Entry is free at all National Park sites on Saturday
Yellowstone? Free. Yosemite? Free. Everglades? Free!
That includes not only those marquee national parks, but all other types of sites the NPS manages: National battlefields such as Antietam in Maryland; national historic sites such as President Theodore Roosevelt’s birthplace in New York; national monuments such as the Native American Effigy Mounds in Iowa; and national seashores such as Cumberland Island in Georgia. (Click here for a full listing of every NPS site, which it calls “units”).
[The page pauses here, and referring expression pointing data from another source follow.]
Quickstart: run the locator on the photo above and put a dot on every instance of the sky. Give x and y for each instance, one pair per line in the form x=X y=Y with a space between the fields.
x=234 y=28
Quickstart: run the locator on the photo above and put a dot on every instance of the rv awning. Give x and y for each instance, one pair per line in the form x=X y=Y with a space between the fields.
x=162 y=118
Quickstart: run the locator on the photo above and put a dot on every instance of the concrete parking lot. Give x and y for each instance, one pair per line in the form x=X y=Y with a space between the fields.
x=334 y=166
Actually, most NPS sites are free all year. Only 108 charge a fee. And as you’d suspect, it’s the big names that ask you to pay to enter: Places such as Arches in Utah, Crater Lake in Oregon and Shenandoah in Virginia.
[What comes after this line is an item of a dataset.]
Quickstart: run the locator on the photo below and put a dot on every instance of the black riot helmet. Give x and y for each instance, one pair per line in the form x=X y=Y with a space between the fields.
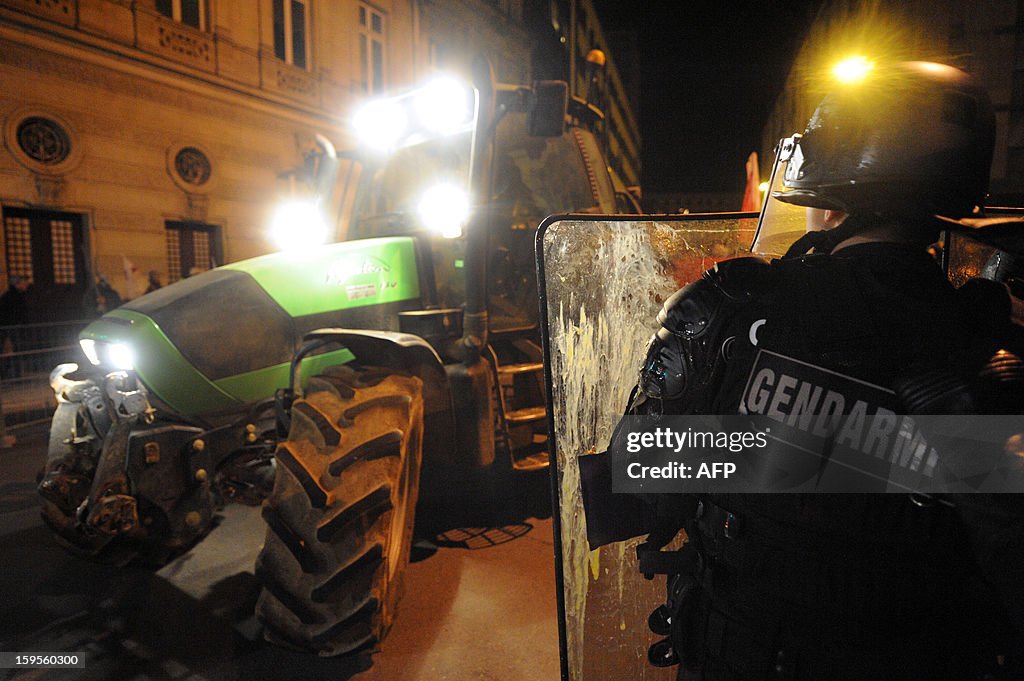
x=910 y=140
But they’re all free this Saturday.
5 free days in 2022
Just in case you missed the free day back in January and can’t make it to an NPS site on Saturday, there are still three remaining dates when entry fees are waived for you planners:
• August 4: Anniversary of the Great American Outdoors Act
• September 24: National Public Lands Day
• November 11: Veterans Day
One catch: “The entrance fee waiver for fee-free days does not cover amenity or user fees for activities such as camping, boat launches, transportation or special tours,” the NPS says.
If you’re not much of a planner, it might be a good idea to pick up the habit — particularly if you want to see a popular site on a free day.
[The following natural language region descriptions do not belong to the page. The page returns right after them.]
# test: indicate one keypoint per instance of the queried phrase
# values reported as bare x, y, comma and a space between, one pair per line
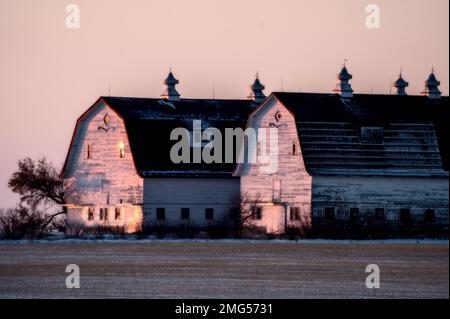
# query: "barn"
339, 157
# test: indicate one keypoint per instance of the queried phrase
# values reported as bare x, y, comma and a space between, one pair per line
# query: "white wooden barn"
340, 156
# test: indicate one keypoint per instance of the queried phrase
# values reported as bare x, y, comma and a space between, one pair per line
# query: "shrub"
21, 222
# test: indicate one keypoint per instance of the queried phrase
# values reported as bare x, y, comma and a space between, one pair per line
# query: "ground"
151, 269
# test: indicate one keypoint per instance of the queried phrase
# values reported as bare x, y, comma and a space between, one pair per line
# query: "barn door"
277, 190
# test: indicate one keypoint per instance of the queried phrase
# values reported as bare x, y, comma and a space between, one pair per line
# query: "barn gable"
371, 134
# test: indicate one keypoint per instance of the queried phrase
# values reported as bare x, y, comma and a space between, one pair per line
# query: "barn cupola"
257, 93
343, 87
170, 93
401, 85
432, 87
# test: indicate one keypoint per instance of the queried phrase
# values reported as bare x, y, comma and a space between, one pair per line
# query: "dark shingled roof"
149, 123
414, 142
Of those 420+ sites in the National Park System, the top 25 got more than half of the system’s total number of visits last year. Some parks set all-time records for visitors.
Extra fees, advanced reservations, special passes, lotteries and caps on the number of visitors are all in play in 2022.
If you have a particular site you wish to visit, check its website first.
The rest of National Park Week
While the free-for-all is just one day, the NPS has a whole week of social media themes planned out, one for each day.
For instance, Sunday is “Creativity Day,” and Wednesday is “Opportunities on Workforce” when you can learn about jobs with the NPS and its partners.
Click here for details on each day.
National Park strategies
With competition to enter the Yellowstones and Yosemites of the system so fierce, you might want to come up with a strategy, whether it’s a free day or not.
First is plan early as possible. Many places book up faster than ever.
Also, consider visiting lower-profile or harder-to-reach parks. The NPS is encouraging people to see their other offerings that might be less crowded. Some ideas:
• Congaree National Park (South Carolina): This is the “largest intact expanse of old growth bottomland hardwood forest remaining in the [Southeast].” You won’t find another national park quite like it.
• Great Basin National Park (Nevada): This features 13,063-foot Wheeler Peak, sage-covered foothills and the darkest of dark-night skies.
• Guadalupe Mountains National Park (Texas): About 110 miles east of El Paso, it features the four tallest peaks in Texas, canyons, desert landscapes and dunes.
• Katmai National Park and Preserve (Alaska): Stunning views and brown bear sightings are just two of the highlights of this park southwest of Anchorage.
With gasoline prices so high, it makes sense to visit park clusters.
One idea: While you’re visiting Bandalier National Monument in New Mexico, check out the nearby Valles Caldera National Preserve. And just 90 minutes or so away is scenic Carson National Forest, run by the USDA’s Forest Service. There’s no fee, and it has lovely driving and hiking vistas.